At this point, the incline had steepened to a near vertical angle and I knew I would have to dig deep for the remainder of the hike. I forced myself to just think about one step at a time, and for some reason, had Imagine Dragons' "Radioactive" on repeat in my head, which helped push me along. The last twenty minutes were by far the most strenuous part of the entire climb, and it took every last bit of energy to push myself forward. Then finally, after five long hours, we had made it to the top!

View from the top 


It was such an incredibly rewarding feeling to get to the peak. The sensation was heightened by our ability to look into the volcano's mouth and see the smoke flowing out. We ate some food and rested with the volcano as our backdrop and a beautiful landscape ahead. Then, after walking halfway around the peak, it was time to head back down. The first 45 minutes of our descent passed in a similar fashion as the way up. This time, though, we had to dig our crampons in a little deeper to ensure we wouldn't fall forward on the frighteningly steep slope. A few people did fall down during this part of the journey, but the guides urgently instructed them to their feet so they would not slide farther down the ice.

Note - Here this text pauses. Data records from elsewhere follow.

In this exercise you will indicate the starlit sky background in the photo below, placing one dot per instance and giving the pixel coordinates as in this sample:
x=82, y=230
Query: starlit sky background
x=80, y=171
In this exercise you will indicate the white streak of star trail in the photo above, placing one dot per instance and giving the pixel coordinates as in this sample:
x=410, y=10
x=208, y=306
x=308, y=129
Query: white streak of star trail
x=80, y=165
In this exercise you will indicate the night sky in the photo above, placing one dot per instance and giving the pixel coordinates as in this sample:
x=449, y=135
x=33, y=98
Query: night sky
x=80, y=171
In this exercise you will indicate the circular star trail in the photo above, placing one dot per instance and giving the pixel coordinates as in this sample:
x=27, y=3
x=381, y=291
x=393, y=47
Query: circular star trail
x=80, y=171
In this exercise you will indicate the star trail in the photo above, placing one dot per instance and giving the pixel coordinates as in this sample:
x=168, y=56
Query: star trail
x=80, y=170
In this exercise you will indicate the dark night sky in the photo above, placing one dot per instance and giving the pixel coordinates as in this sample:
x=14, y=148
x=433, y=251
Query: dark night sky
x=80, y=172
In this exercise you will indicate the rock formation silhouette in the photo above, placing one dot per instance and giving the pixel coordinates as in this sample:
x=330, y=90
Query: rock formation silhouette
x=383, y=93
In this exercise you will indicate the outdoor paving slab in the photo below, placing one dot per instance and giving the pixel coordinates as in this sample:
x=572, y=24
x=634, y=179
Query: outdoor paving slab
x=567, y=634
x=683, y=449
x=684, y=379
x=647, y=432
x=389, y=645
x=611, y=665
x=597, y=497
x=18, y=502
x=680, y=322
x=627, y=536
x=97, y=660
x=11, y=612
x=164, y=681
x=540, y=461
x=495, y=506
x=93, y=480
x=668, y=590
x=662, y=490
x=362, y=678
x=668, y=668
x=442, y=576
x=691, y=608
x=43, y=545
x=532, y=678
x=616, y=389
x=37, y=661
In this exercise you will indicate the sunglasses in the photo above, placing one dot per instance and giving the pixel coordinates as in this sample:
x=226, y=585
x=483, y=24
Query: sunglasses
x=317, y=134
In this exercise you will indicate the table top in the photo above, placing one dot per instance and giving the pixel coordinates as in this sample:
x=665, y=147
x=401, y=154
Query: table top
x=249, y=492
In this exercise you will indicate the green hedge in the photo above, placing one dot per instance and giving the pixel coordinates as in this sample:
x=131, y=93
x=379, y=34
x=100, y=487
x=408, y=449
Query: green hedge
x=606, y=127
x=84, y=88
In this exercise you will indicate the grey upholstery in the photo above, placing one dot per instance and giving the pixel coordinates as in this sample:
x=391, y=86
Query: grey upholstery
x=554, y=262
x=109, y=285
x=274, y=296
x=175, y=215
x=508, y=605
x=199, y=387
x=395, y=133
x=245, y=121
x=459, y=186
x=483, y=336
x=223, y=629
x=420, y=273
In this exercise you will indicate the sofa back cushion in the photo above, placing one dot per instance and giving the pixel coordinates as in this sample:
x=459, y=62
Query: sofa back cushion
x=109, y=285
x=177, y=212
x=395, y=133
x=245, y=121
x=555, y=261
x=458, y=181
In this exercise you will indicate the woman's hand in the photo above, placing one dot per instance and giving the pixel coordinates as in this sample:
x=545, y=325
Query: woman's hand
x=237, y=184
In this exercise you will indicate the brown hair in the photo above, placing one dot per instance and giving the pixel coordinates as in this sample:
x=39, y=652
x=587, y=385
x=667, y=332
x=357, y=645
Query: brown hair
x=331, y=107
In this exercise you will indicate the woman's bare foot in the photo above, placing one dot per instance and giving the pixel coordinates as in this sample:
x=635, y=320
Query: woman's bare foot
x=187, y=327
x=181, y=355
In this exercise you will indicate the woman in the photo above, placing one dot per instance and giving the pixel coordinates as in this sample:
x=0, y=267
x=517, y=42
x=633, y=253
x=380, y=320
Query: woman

Finally, when the icy parts were behind us, we got to put away our crampons and take out a "bum guard" and "bum sled." We clasped the guard around our waists and then tied the sled (which looked like an enlarged bendable pan) to our backpacks. At that point, we were able to slide our way down the remainder of the volcano, using the heels of our boots and our ice axes to steer us. At some points of the descent, our backsides were hurting quite a bit. But at the points where the surface was smoothest, it made for a very fun ride to the bottom.

By 6 o'clock, we were back in our hostel and pleasantly drained from the events of the day. We took much needed showers and then went into town for a well-deserved meal. Once we finished dinner, we went back to our hostel to get our belongings. Then, we headed to the bus terminal to get on a 10-hour night bus to Santiago. It may not have been that wise to take a long bus ride right after such a strenuous journey. However within minutes, exhaustion from they day's adventure took hold, and I was fast asleep.